Across all compared models, larger sample sizes consistently improved estimation accuracy, as reflected by declining MSE values in Table A1 and Table A2. Yet, the RHNB model stood out for its remarkable stability and reliability, even when data were limited. Unlike traditional zero-inflated and hurdle models that showed volatility in small samples, RHNB maintained low variability and robust predictive precision. The results in Table A1 illustrate that its accuracy improved steadily with increasing n, while Table A2 confirms that this pattern held even under stronger correlation conditions where competing models suffered from overfitting and inflated error. Overall, these findings demonstrate that RHNB effectively balances bias and variance, ensuring dependable performance across varying sample sizes.

3.2.2. Effectiveness Relative to the Number of Predictors

As the number of predictors increased, most models exhibited noticeable performance deterioration, underscoring their sensitivity to dimensionality (Table A5 and Table A8). Traditional ZIP and ZINB models, in particular, showed severe instability as multicollinearity intensified. In contrast, the RHNB model demonstrated strong resistance to variance inflation, with only a slight rise in error even when the predictor set doubled. This stability highlights the regularization effect of the ridge penalty, which effectively mitigates overfitting and preserves accuracy in high-dimensional and highly correlated environments. Overall, the results confirm that RHNB maintains reliable estimation performance as model complexity increases, outperforming conventional alternatives across all predictor settings.

3.2.3. Effectiveness Relative to Correlation Coefficients

Increasing correlation among predictors substantially impaired the performance of traditional models, as reflected in Table A1 to Table A2, Table A2 to Table A3, and Table A3 to Table A4. However, the RHNB model maintained strong resilience, showing only modest increases in error even under extreme multicollinearity. While all models experienced some degradation as correlation approached 0.99, RHNB consistently preserved estimation stability and predictive accuracy, unlike ZIP and ZINB, which deteriorated sharply. These results emphasize the model’s ability to counteract multicollinearity through ridge regularization, ensuring reliable inference and minimizing overfitting across varying correlation strengths.
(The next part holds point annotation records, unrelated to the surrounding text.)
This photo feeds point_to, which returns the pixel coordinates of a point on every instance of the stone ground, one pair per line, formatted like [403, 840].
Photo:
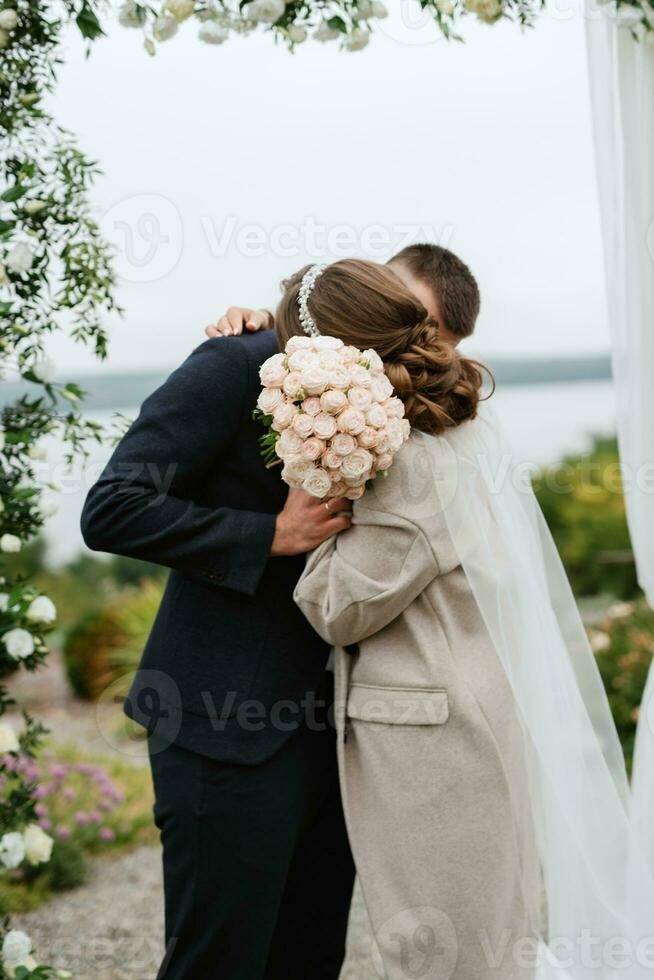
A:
[112, 927]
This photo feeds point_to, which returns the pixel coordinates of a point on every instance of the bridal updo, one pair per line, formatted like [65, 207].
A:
[367, 305]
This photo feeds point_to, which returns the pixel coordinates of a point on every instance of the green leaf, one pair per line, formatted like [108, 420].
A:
[88, 24]
[13, 193]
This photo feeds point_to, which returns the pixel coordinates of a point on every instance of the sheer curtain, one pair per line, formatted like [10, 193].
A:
[621, 72]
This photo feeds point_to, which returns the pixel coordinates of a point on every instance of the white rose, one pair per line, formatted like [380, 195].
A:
[41, 610]
[300, 342]
[326, 33]
[165, 27]
[44, 370]
[339, 378]
[318, 483]
[8, 738]
[343, 444]
[20, 258]
[324, 426]
[357, 39]
[303, 425]
[288, 444]
[15, 947]
[352, 421]
[8, 19]
[376, 417]
[284, 415]
[394, 408]
[381, 389]
[10, 544]
[302, 360]
[213, 33]
[361, 376]
[19, 644]
[333, 401]
[34, 206]
[269, 399]
[180, 9]
[293, 384]
[357, 464]
[313, 448]
[297, 34]
[367, 438]
[359, 398]
[311, 405]
[38, 844]
[265, 11]
[314, 380]
[12, 849]
[272, 372]
[130, 15]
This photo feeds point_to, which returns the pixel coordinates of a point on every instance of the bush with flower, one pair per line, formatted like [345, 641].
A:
[330, 416]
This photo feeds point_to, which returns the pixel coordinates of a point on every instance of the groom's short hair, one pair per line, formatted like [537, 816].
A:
[450, 279]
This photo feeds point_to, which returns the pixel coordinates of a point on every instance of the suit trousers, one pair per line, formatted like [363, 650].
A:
[258, 873]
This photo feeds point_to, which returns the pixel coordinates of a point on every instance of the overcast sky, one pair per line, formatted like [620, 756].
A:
[227, 167]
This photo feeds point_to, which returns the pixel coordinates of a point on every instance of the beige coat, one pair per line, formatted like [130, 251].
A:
[430, 748]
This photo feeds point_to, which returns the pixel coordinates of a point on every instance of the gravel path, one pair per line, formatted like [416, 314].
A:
[111, 928]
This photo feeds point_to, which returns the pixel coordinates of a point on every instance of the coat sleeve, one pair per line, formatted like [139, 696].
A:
[355, 584]
[142, 505]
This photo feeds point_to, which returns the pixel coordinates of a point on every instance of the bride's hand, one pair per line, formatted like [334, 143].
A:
[305, 522]
[238, 318]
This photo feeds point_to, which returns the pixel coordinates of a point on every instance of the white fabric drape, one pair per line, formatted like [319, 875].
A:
[622, 95]
[598, 888]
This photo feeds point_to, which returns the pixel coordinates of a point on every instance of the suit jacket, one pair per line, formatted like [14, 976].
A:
[431, 750]
[230, 661]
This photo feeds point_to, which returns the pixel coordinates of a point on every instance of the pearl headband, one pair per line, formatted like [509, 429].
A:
[307, 284]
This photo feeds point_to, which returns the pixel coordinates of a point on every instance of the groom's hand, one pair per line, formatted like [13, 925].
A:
[305, 522]
[237, 319]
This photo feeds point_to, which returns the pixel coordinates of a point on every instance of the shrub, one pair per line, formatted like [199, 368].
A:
[107, 642]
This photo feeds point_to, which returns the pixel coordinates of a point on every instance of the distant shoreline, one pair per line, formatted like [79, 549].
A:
[121, 389]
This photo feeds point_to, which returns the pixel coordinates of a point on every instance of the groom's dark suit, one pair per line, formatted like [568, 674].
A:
[257, 867]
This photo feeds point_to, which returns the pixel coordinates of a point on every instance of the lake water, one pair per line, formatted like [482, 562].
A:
[545, 422]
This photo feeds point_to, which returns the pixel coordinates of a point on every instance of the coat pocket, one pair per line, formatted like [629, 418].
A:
[398, 705]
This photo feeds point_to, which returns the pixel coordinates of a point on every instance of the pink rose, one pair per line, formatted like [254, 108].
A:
[313, 448]
[292, 384]
[324, 426]
[311, 406]
[367, 437]
[359, 398]
[343, 444]
[333, 401]
[283, 415]
[303, 425]
[376, 417]
[352, 421]
[269, 399]
[273, 372]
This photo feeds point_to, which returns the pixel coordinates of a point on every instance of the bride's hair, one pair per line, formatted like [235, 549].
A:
[367, 305]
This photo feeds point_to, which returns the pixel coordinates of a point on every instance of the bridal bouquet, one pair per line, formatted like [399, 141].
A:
[330, 416]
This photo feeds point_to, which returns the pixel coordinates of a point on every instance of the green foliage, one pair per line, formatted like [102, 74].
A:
[583, 504]
[107, 642]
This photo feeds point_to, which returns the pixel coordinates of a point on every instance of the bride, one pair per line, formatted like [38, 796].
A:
[483, 781]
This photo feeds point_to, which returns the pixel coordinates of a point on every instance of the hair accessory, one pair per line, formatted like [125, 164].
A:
[307, 284]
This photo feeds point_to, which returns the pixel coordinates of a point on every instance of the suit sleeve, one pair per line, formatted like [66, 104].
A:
[142, 505]
[357, 583]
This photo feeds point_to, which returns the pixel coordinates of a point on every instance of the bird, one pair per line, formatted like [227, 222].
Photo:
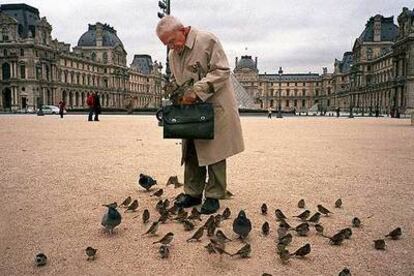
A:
[133, 207]
[197, 235]
[338, 203]
[315, 217]
[303, 251]
[126, 202]
[40, 259]
[304, 215]
[301, 203]
[264, 209]
[395, 234]
[145, 216]
[379, 244]
[146, 181]
[279, 215]
[356, 222]
[323, 210]
[244, 252]
[345, 272]
[111, 219]
[167, 239]
[226, 213]
[302, 229]
[158, 193]
[242, 225]
[265, 228]
[153, 228]
[164, 251]
[90, 252]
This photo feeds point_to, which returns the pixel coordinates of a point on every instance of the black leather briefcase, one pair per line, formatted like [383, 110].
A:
[193, 121]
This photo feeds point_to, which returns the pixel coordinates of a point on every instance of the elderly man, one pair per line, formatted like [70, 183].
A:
[193, 49]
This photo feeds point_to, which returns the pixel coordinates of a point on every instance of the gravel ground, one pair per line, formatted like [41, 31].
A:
[55, 174]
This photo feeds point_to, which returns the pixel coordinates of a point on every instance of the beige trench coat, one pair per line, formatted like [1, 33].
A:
[205, 48]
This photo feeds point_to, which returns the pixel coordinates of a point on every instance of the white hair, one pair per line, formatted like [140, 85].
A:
[168, 24]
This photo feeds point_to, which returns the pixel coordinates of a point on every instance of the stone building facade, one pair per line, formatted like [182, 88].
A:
[36, 69]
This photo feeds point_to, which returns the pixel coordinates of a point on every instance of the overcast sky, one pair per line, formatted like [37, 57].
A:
[300, 35]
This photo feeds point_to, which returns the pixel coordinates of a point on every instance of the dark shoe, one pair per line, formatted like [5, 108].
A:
[210, 206]
[187, 201]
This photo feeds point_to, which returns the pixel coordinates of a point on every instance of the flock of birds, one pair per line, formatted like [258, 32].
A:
[242, 226]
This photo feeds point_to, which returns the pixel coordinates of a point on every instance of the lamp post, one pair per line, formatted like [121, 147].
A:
[165, 6]
[279, 111]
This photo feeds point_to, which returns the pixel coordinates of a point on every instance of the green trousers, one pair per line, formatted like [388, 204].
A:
[195, 176]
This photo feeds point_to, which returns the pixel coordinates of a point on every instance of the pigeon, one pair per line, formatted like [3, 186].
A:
[303, 216]
[158, 193]
[126, 202]
[111, 219]
[133, 207]
[379, 244]
[338, 203]
[40, 259]
[90, 252]
[164, 251]
[356, 222]
[264, 209]
[279, 215]
[197, 235]
[226, 214]
[395, 234]
[303, 251]
[166, 240]
[315, 217]
[146, 181]
[301, 203]
[323, 210]
[242, 225]
[345, 272]
[244, 252]
[153, 228]
[265, 228]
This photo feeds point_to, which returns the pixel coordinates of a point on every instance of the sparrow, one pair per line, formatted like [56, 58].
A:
[338, 203]
[356, 222]
[133, 207]
[166, 240]
[242, 225]
[40, 259]
[279, 215]
[197, 235]
[188, 225]
[226, 214]
[345, 272]
[145, 216]
[158, 193]
[303, 216]
[315, 217]
[244, 252]
[111, 219]
[301, 203]
[379, 244]
[302, 229]
[395, 234]
[146, 181]
[264, 209]
[153, 228]
[303, 251]
[323, 210]
[90, 252]
[265, 228]
[164, 251]
[126, 202]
3.2.4. Effectiveness Relative to Intercept Logit

Higher intercept logits, which correspond to stronger zero-inflation, posed major challenges for traditional models, as reflected in Table A1 and Table A7. In these scenarios, RHNB consistently exhibited exceptional robustness, maintaining stable and low error levels even when competing models failed. While ZIP and ZINB suffered from extreme error inflation under heavy zero-inflation, RHNB preserved accuracy across different correlations and dimensionalities. This demonstrates the model’s capacity to handle severe zero-inflated conditions through its ridge penalty, which effectively stabilizes estimation and curbs variance amplification when structural zeros dominate the data.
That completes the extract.